The high price of crude oil gave rise to considerable market uncertainty last year but the negative impact on demand was largely countered by lower long-term interest rates arising from growing financial globalisation, says José Luis Masferrer of pensions consultancy Buck Heissmann.
“The weighted average profitability of pension funds in Spain last year was a satisfactory 7.22%, which was more than double the inflation rate,” he adds. “But the structure of investment is conservative. According to data from the Spanish Association of Money Managers and Pension Funds, Inverco, 51% of pension fund portfolios were in fixed income, 22% in equities, 13% in cash and 14% in other asset classes.”
But Fonditel, the pension fund of Telefonica de España, pursued a much less conservative asset allocation strategy and reaped the rewards.
“Our result last year was mainly based on being overweight in equities while in fixed income we were slightly short duration,” says Valentin Fernandez, strategy director for institutional investor relations at Fonditel. “Both made positive contributions but the larger impact was due to the equities. Roughly speaking our return was around 13%, with 8% coming from equities and 5% from fixed income.” In 2004 its return was 6.39%.
Fonditel manages the portfolios for all the pension funds in the Telefonica group, and the asset allocation policy pursued depends on the risk profile of each fund, says Fernandez. “We have three individual plans open for everybody and we manage five corporate pension funds, with total assets under management of €6bn,” he adds. “Each fund has a benchmark and for the biggest, the Telefonica employees’ pension fund, it is 35% in equities and the rest in fixed income and cash, but elsewhere is 50:50. But the average portfolio allocation would be one-third in equities and between 5% and 8% in cash, and the rest in fixed income.” Europe has been the main focus for Fonditel investment, but it also looks further a field. “Around 80% of our equities exposure is in euro funds, basically through the Eurostat 50 which is our benchmark for equities,” says Fernandez. “But then the remaining 20% was seeking alpha value around the world, basically US and Japan.”
Japan was not in Fonditel’s benchmark, Fernandez adds, but it turned out to be a good bet. “We were overweight in Japan; we had around 10% of our exposure invested there, which was a very large proportion. And then its contribution was very strong, especially in the last quarter of last year. The Japanese market rose by something like 40%.”
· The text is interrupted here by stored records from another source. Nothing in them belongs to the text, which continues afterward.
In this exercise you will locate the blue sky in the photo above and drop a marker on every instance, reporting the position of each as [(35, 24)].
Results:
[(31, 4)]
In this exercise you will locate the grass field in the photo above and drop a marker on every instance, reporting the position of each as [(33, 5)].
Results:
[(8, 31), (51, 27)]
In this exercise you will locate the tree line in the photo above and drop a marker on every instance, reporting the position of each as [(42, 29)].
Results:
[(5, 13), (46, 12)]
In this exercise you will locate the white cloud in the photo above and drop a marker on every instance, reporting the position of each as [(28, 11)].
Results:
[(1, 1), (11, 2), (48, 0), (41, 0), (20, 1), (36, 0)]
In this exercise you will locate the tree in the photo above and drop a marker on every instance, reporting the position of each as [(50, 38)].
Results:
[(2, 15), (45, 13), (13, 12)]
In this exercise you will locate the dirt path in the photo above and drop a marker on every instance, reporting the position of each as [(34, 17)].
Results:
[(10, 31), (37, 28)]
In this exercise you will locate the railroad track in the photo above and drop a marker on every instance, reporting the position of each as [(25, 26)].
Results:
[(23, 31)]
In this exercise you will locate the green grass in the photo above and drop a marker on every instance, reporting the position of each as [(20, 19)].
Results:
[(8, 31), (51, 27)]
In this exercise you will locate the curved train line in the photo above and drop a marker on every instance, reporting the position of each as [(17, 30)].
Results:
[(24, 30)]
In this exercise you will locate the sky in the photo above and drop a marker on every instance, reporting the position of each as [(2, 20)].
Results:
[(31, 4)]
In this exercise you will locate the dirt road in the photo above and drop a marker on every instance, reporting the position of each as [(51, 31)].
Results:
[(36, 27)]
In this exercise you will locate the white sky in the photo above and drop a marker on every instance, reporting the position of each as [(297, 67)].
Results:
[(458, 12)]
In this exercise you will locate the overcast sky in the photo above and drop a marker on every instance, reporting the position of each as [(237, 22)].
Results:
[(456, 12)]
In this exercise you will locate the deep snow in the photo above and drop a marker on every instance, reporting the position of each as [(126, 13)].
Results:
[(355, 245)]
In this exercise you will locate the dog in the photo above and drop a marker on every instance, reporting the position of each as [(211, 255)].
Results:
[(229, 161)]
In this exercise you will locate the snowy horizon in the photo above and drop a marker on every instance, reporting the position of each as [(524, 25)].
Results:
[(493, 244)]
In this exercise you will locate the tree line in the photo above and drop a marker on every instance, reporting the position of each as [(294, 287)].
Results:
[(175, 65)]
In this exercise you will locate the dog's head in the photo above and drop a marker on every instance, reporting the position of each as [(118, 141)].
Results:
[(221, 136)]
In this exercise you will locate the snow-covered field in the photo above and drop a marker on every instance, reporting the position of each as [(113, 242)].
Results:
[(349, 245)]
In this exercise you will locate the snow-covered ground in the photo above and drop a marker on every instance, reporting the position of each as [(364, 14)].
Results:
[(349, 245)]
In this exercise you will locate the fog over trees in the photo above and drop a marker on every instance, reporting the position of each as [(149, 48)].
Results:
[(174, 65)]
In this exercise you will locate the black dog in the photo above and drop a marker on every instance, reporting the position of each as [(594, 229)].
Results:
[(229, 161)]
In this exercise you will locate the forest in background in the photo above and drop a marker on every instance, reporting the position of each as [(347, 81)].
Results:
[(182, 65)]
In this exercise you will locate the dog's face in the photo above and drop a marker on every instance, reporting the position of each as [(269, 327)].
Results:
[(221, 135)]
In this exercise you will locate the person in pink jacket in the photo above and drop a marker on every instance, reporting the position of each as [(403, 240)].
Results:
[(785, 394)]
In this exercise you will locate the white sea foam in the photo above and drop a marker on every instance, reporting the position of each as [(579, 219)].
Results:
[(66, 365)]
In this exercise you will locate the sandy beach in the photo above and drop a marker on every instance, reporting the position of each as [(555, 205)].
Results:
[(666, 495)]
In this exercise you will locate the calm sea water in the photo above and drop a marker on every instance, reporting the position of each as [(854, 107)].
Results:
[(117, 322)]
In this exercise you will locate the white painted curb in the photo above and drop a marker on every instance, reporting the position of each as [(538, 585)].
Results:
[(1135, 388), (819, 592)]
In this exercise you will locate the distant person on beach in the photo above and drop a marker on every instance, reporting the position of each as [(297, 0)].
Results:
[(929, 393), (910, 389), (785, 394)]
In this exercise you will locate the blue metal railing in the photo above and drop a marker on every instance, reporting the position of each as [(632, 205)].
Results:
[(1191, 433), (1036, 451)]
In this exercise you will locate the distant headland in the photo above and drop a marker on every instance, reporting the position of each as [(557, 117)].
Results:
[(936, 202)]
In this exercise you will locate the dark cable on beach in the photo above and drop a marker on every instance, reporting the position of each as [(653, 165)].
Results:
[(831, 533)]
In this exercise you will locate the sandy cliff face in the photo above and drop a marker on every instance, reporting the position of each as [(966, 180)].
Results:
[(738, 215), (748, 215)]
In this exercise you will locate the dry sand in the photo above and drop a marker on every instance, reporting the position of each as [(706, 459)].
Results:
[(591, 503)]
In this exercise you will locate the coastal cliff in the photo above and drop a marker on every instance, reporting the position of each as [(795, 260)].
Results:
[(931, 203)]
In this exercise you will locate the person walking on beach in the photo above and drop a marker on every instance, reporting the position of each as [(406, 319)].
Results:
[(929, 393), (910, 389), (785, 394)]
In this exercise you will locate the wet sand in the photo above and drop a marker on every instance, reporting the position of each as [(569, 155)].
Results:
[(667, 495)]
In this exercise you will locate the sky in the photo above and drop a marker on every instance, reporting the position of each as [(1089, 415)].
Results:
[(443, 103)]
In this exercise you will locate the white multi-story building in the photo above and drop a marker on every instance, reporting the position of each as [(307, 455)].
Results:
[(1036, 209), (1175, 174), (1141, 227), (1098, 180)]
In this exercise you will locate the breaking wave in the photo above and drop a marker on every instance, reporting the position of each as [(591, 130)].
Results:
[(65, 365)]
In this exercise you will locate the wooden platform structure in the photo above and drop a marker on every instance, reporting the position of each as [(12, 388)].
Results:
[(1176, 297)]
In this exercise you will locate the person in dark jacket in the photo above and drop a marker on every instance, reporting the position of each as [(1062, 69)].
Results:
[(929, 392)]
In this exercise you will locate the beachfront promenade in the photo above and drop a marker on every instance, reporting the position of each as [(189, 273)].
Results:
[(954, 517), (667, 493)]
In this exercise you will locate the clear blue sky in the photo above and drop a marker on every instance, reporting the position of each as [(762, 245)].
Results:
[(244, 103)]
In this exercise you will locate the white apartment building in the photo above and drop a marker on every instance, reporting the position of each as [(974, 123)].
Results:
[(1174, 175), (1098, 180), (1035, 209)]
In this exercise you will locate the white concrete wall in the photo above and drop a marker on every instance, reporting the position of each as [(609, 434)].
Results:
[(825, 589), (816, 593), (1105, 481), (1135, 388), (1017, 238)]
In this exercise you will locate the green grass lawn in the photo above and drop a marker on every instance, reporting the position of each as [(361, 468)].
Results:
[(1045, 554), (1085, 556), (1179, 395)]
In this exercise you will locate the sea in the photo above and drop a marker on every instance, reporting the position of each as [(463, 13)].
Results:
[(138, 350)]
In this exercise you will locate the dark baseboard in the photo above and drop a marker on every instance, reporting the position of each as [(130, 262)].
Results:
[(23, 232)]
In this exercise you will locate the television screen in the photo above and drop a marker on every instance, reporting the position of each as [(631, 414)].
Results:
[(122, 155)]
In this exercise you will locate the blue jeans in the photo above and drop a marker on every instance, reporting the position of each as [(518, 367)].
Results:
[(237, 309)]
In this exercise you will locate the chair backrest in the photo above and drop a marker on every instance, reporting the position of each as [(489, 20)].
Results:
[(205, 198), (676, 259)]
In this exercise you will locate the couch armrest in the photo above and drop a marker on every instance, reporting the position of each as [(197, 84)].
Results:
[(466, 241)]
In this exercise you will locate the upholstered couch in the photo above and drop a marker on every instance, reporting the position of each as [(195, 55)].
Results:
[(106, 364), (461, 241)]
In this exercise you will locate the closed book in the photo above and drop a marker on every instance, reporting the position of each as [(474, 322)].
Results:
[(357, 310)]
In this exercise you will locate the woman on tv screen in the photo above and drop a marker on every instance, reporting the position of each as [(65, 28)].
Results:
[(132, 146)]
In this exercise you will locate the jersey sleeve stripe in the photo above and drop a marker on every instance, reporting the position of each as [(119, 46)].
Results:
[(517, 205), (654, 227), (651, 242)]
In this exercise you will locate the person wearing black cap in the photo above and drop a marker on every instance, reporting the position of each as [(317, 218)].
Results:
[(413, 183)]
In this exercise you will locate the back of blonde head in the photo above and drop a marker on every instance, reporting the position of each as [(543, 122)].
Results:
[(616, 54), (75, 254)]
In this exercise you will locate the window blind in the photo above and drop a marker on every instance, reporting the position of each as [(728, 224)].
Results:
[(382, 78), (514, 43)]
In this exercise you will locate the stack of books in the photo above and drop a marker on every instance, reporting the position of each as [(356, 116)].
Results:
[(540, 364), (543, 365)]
And there have been other departures from the traditional asset allocation breakdown. “In recent years we have been increasing our allocation in the cash portfolio to alternatives - funds of funds, hedge funds, real estate funds - and the idea is to increase it over the coming years to around 15%,” Fernandez says. “In fact this is an initiative that is complementary for our strategy because they are not solely correlated with a traditional asset class and we are looking for returns or a Sharpe ratio very similar to our weight to do the investments. If we find some hedge fund or alternative funds which has a pattern in terms of risk return profile, similar to our way to do things and non-correlated to with a traditional asset class and preferably with a long-enough track record, then we will select it and add it to our portfolio. And that’s something that’s going to increase in the coming years.”
But Fernandez sees challenges on the horizon. “Now in Spain we are having a break in contributions to the individual pension funds as a result of reforms to personal income tax laws that will be announced later this year,” he says. “But next year we expect contributions to increase in terms of the total amount of investment.”
However, Masferrer is sceptical about whether there really has been a slowdown in contributions.
“Although this is the opinion of some pension funds, in our experience this was not the case in 2005. During last year those pension plans grew by 5.5% in terms of the number of participants and by 17.6% with regard to their assets. And according Inverco, the total assets at the end of the first quarter of this year amounted to €44.4bn while the figures to the end of the second quarter was €43.9bn, there being a similar number of participants at both dates. In any case according to the draft, the modifications anticipated by the new fiscal law would affect the tax treatment on benefits derived from contributions made after 1 January 2007 and will have no effect on benefits derived from contributions made during 2006 and previous years.”
But for Fernandez the key challenge lies elsewhere. “The Middle East crisis and the consequence for oil prices and the equity markets is the main risk,” he says. “Our view is that we could see a good rally for stocks in the coming weeks, and the alternative stock market is perhaps the first option.
“So for next month or so I think we should be a little overweight in equities. For fixed income we are thinking of extending the duration a little because we think that US bond yields are close to a peak, so if we see a strategy in terms of interest rates for the next month, especially in the US, we could see a good performance for bonds.”
And Masferrer is also optimistic. “There is a widespread conviction that the current instability in the financial markets is going to be prolonged due to the expectations of increases in interest rates,” he says. “Nevertheless, business balance sheets are healthy and for participants of individual pension plans and pension funds with a long investment period, this could be the opportunity to gradually increase their exposure to equities.”